Mitul Patel, head of EMEA datacentre research at CBRE, said all the signs suggest the growth trends seen throughout 2016 and 2017 will carry on into this year, fuelled by the continued demand for colocation space across Europe from the hyperscale cloud giants.
“2017 has shown that the heightened level of activity across the European datacentre markets is here to stay,” he said.
“This level of activity will continue to be driven by the hyperscale companies which continue to use datacentre providers to increase their capacity in the major cities.”
To this end, CBRE is predicting take-up will exceed 100MW across Europe over the course of 2018, and that – from an investment perspective – the market’s attractiveness to overseas investors will continue to rise.

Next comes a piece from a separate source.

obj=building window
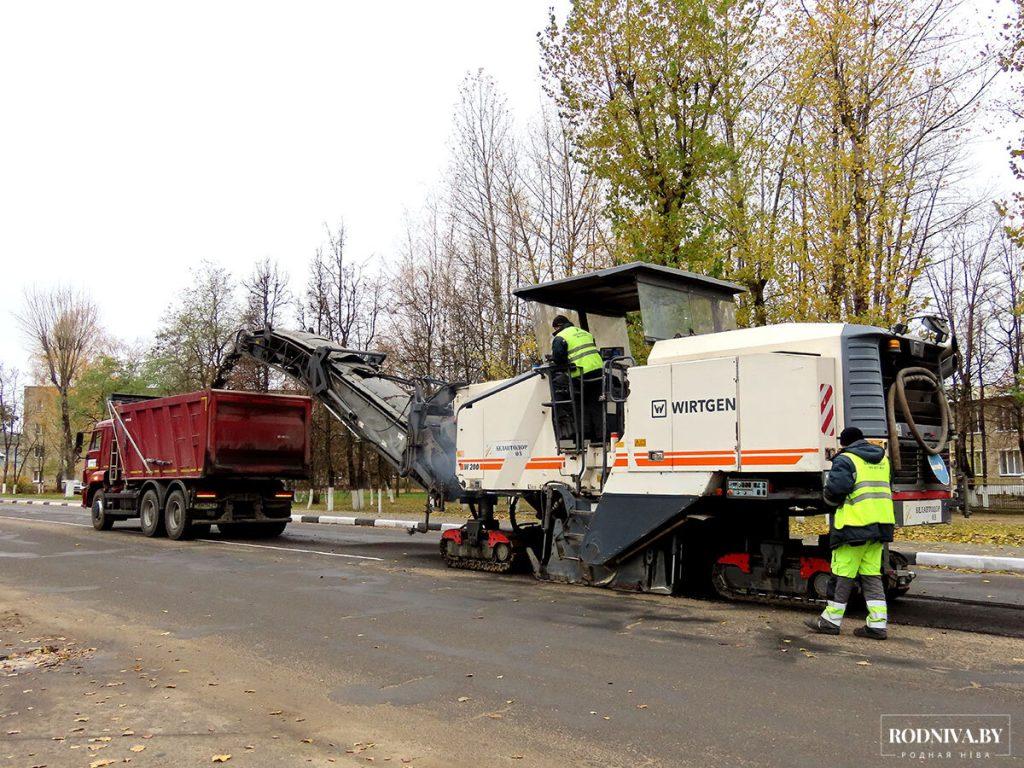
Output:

“We expect that 2018 will be the year that sees the first significant activity from the large Chinese tech companies procuring significant datacentre capacity in Europe, with several already engaging in active searches,” said Patel.
As an example, Chinese public cloud giant Alibaba has outlined an interest in courting the European market in the past, having previously committed to opening a datacentre in Germany. It seems others are now following suit.
“This elevated market activity will only increase investor appetite for exposure to the European markets; and this demand will keep prices at historically high levels,” he said.